Asparago verde foggiano, una carriera agli sgoccioli?

L'agronomo Diliddo: «Gli autunni sempre più miti ci penalizzano. E' giunta l'ora di disinvestire»

Asparago verde foggiano, una carriera agli sgoccioli?
Tra i produttori di asparagi del centro e sud Italia prevale oggi una sensazione di rassegnazione. La campagna, dopo il tradizionale momento positivo pre pasquale, si è purtroppo incanalata male per ragioni di vario genere, a partire dal coronavirus che ha praticamente azzerato la clientela europea dell'Horeca e dal surriscaldamento climatico che indice negativamente sulle performance agronomiche delle asparagiaie. E c'è chi comincia a porsi una domanda sul futuro: ha ancora senso puntare su questa coltivazione? Per Savino Diliddo, agronomo che opera nella zona vocata del Foggiano (Puglia), la risposta è no.
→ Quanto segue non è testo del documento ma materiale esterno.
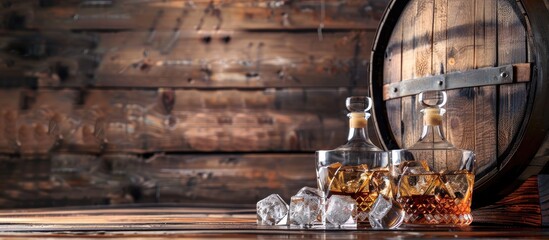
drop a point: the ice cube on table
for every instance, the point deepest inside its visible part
(305, 210)
(416, 167)
(341, 210)
(315, 193)
(271, 210)
(309, 191)
(386, 213)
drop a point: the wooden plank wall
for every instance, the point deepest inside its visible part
(122, 101)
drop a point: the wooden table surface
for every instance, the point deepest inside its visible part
(148, 222)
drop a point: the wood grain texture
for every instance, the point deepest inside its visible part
(485, 97)
(248, 60)
(543, 187)
(460, 57)
(77, 179)
(392, 73)
(204, 222)
(409, 115)
(142, 121)
(203, 15)
(439, 52)
(522, 207)
(511, 49)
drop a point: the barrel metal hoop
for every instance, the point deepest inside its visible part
(475, 78)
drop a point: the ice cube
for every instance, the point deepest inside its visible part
(305, 210)
(415, 167)
(309, 191)
(271, 210)
(382, 183)
(386, 213)
(340, 210)
(315, 193)
(416, 184)
(459, 183)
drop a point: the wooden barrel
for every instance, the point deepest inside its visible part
(492, 58)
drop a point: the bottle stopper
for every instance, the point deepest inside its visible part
(358, 107)
(433, 101)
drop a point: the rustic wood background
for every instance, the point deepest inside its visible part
(121, 101)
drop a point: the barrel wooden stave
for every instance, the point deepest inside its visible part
(460, 36)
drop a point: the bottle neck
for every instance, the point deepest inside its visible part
(432, 135)
(358, 138)
(357, 134)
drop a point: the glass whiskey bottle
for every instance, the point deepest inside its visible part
(436, 179)
(358, 169)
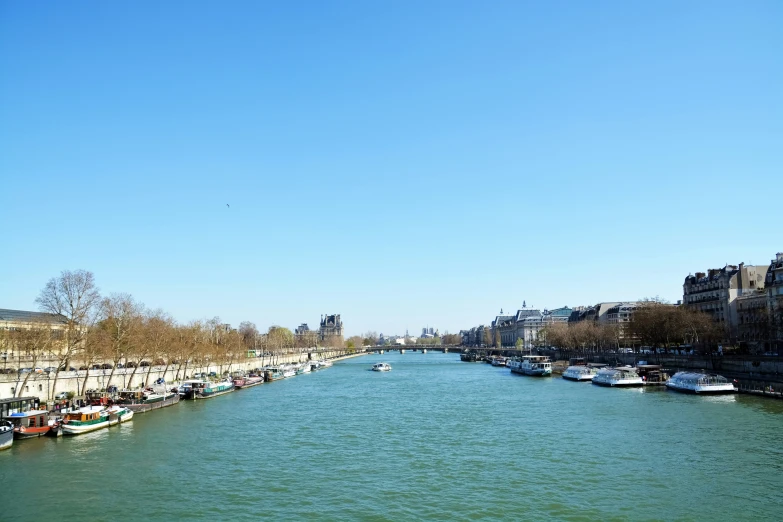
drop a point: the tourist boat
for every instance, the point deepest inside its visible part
(535, 365)
(652, 374)
(272, 373)
(623, 376)
(33, 423)
(247, 381)
(581, 372)
(6, 434)
(700, 383)
(499, 361)
(287, 370)
(207, 389)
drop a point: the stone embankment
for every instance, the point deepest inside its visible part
(42, 385)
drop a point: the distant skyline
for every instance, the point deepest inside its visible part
(405, 164)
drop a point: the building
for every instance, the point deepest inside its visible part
(715, 293)
(15, 320)
(774, 290)
(331, 327)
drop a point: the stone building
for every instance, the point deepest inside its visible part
(715, 293)
(774, 290)
(331, 327)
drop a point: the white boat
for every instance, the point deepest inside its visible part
(700, 383)
(535, 365)
(581, 372)
(622, 377)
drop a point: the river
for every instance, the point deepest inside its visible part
(434, 439)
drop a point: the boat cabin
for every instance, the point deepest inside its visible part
(16, 405)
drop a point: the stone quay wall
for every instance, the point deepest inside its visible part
(42, 385)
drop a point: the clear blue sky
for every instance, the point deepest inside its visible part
(401, 163)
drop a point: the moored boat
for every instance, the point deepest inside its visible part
(6, 434)
(247, 381)
(33, 423)
(534, 365)
(208, 389)
(582, 372)
(85, 420)
(621, 377)
(700, 383)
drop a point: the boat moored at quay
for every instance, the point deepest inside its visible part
(583, 372)
(700, 383)
(6, 434)
(92, 418)
(32, 424)
(621, 377)
(200, 389)
(533, 365)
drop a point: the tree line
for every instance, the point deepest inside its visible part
(106, 332)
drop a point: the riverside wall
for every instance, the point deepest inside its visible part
(42, 385)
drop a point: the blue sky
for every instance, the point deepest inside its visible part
(401, 163)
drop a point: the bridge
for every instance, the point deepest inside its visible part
(409, 349)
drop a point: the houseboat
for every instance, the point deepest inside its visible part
(621, 377)
(535, 365)
(92, 418)
(6, 434)
(243, 381)
(33, 423)
(207, 389)
(700, 383)
(581, 372)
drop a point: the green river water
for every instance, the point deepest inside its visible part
(434, 439)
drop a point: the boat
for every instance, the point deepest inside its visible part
(581, 372)
(621, 377)
(652, 374)
(498, 361)
(247, 381)
(6, 434)
(92, 418)
(700, 383)
(534, 365)
(272, 373)
(287, 370)
(207, 389)
(32, 424)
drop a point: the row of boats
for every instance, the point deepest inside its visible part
(113, 407)
(701, 383)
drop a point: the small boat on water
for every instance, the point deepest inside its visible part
(32, 424)
(582, 372)
(620, 377)
(247, 381)
(700, 383)
(200, 389)
(6, 434)
(533, 365)
(92, 418)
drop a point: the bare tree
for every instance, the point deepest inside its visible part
(74, 296)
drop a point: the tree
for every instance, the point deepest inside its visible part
(74, 296)
(121, 318)
(35, 343)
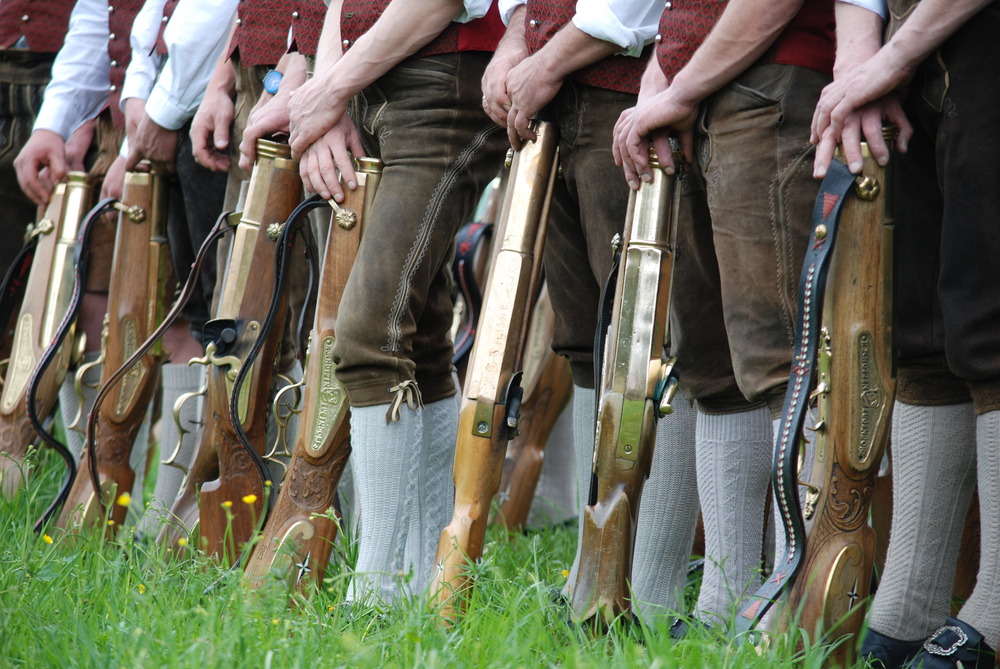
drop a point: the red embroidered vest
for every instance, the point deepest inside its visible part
(807, 41)
(544, 18)
(483, 34)
(43, 23)
(262, 26)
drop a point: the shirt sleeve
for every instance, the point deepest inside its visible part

"Ormai siamo davvero agli sgoccioli dei fasti di questa coltura", scrive in un post su LinkedIn nel quale sottolinea come la scorsa settimana ai produttori del centro e sud Italia sia stato riconosciuto un prezzo medio compreso tra 1,1 e 1,3 euro il chilo. Quotazioni che, in passato, venivano pagate da fine maggio in avanti.
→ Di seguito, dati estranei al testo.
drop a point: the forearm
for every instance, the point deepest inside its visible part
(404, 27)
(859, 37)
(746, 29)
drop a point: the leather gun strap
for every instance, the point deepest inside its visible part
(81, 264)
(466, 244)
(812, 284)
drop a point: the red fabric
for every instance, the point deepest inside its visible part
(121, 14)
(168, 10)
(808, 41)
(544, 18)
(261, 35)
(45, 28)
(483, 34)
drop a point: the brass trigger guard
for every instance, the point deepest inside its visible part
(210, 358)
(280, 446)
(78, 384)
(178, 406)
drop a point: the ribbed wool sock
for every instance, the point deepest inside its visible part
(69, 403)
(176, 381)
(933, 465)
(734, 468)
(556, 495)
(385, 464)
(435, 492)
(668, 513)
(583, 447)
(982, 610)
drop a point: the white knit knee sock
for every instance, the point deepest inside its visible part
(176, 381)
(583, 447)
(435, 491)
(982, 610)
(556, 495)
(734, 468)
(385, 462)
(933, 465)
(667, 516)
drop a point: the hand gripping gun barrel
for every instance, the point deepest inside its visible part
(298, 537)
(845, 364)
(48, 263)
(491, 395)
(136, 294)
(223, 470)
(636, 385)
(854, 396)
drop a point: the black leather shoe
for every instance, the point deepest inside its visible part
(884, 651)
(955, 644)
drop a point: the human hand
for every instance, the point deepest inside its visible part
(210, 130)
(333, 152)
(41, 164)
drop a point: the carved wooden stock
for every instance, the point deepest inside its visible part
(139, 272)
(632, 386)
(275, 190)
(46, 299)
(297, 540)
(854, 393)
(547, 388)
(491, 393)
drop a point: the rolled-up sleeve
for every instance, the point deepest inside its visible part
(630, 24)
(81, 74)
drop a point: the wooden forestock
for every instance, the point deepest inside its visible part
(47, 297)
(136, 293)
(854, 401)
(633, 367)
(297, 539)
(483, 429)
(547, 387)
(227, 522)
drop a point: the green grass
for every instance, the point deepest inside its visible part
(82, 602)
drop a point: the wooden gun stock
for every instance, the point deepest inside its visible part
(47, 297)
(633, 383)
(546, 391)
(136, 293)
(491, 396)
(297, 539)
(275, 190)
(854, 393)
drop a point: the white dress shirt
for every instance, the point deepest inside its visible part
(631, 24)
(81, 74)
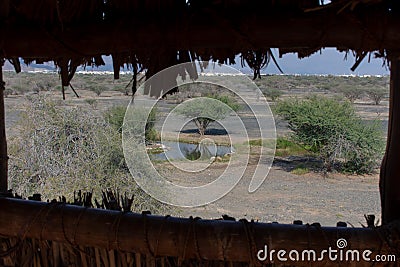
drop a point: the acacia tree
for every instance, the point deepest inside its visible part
(205, 110)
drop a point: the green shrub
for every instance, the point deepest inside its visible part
(115, 117)
(272, 93)
(61, 150)
(376, 94)
(205, 110)
(300, 170)
(286, 147)
(334, 131)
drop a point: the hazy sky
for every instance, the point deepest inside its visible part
(329, 61)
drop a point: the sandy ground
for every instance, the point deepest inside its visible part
(283, 197)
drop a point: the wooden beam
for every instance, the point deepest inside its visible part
(370, 31)
(182, 238)
(390, 171)
(3, 140)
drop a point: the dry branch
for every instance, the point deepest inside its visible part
(177, 237)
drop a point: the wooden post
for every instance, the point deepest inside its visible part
(390, 169)
(186, 238)
(3, 140)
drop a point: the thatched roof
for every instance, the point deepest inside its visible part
(157, 34)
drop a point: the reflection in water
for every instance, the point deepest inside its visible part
(191, 151)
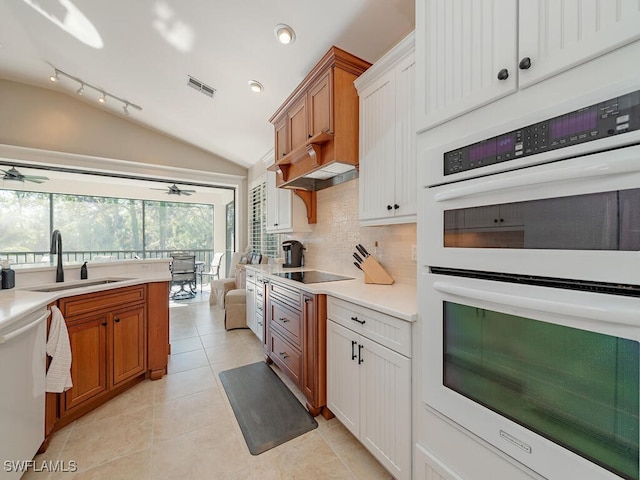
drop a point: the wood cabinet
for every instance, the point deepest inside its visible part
(317, 126)
(369, 380)
(388, 187)
(295, 340)
(118, 337)
(470, 53)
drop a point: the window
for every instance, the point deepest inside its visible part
(259, 240)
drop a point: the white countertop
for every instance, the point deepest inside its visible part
(17, 302)
(397, 300)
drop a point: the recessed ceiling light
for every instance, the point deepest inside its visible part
(284, 34)
(255, 86)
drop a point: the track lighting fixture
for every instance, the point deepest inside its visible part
(103, 94)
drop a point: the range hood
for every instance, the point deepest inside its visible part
(324, 177)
"Con circa 8mila ettari coltivati, la nostra provincia è la principale area di produzione nazionale dell'asparago verde", precisa a Italiafruit News l'agronomo che lavora per un'azienda agricola di Foggia specializzata nella coltivazione di asparagi e di altre orticole. "Anche quest'anno, purtroppo, il nostro comparto sta vivendo un'altra campagna da dimenticare con prezzi bassi e tanto scoraggiamento. Bisogna analizzare a fondo questo andamento. Da tre anni dico che puntare sull’asparago verde a Foggia per fare investimenti, non è conveniente e i fatti mi danno ragione".
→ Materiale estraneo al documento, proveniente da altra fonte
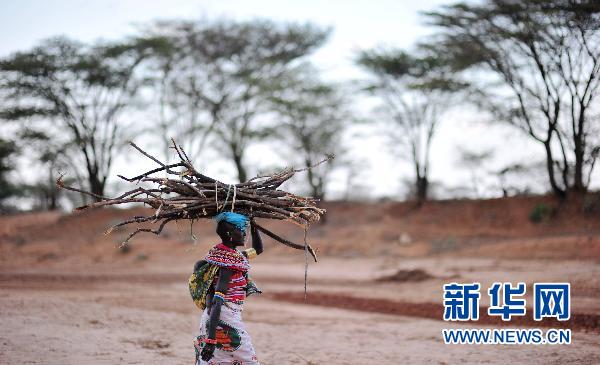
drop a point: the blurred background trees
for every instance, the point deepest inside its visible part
(415, 92)
(545, 59)
(224, 87)
(74, 95)
(214, 80)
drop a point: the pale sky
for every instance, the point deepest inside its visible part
(357, 24)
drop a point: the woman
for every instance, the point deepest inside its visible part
(219, 286)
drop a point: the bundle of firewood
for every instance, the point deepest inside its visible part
(182, 193)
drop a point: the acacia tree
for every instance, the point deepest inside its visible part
(312, 117)
(415, 92)
(545, 56)
(7, 188)
(78, 94)
(219, 75)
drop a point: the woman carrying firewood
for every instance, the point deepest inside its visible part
(219, 286)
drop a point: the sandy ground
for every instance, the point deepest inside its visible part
(69, 296)
(143, 315)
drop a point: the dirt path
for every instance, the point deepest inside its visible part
(143, 316)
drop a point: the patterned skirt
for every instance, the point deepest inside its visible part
(234, 346)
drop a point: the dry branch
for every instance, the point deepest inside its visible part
(184, 193)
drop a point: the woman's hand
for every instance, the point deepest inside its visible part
(208, 351)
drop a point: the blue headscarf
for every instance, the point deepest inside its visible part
(240, 221)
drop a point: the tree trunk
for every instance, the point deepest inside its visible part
(96, 186)
(579, 149)
(422, 184)
(550, 168)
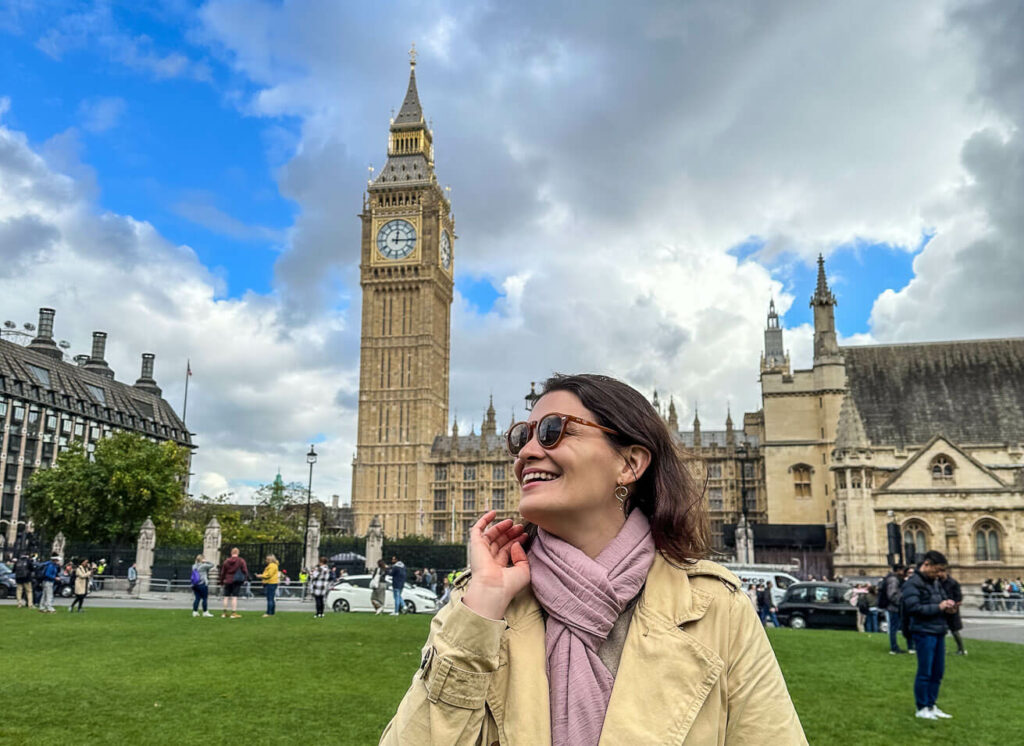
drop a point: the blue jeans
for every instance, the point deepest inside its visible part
(894, 622)
(931, 666)
(202, 593)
"Quando ho cominciato a lavorare nel mondo del fresco, nel 2009, i campi producevano 130-150 quintali per ettaro, i prezzi erano alti e le produzioni costanti, anche perché allora i diserbi non si facevano. Poi è venuta meno la storica varietà Grande e ci si è dovuti arrangiare. Nel frattempo il clima è cambiato: gli autunni sempre più miti, molto diversi rispetto a quelli di dieci anni fa, non permettono più alle asparagiaie di andare veramente in dormienza e l'emissione di turioni non si ferma praticamente per niente per tutto l'inverno, contribuendo a far perdere potere vegetativo alla parte radicale. Il lepidottero Hypopta, di conseguenza, ha messo il suo zampino in tutto ciò".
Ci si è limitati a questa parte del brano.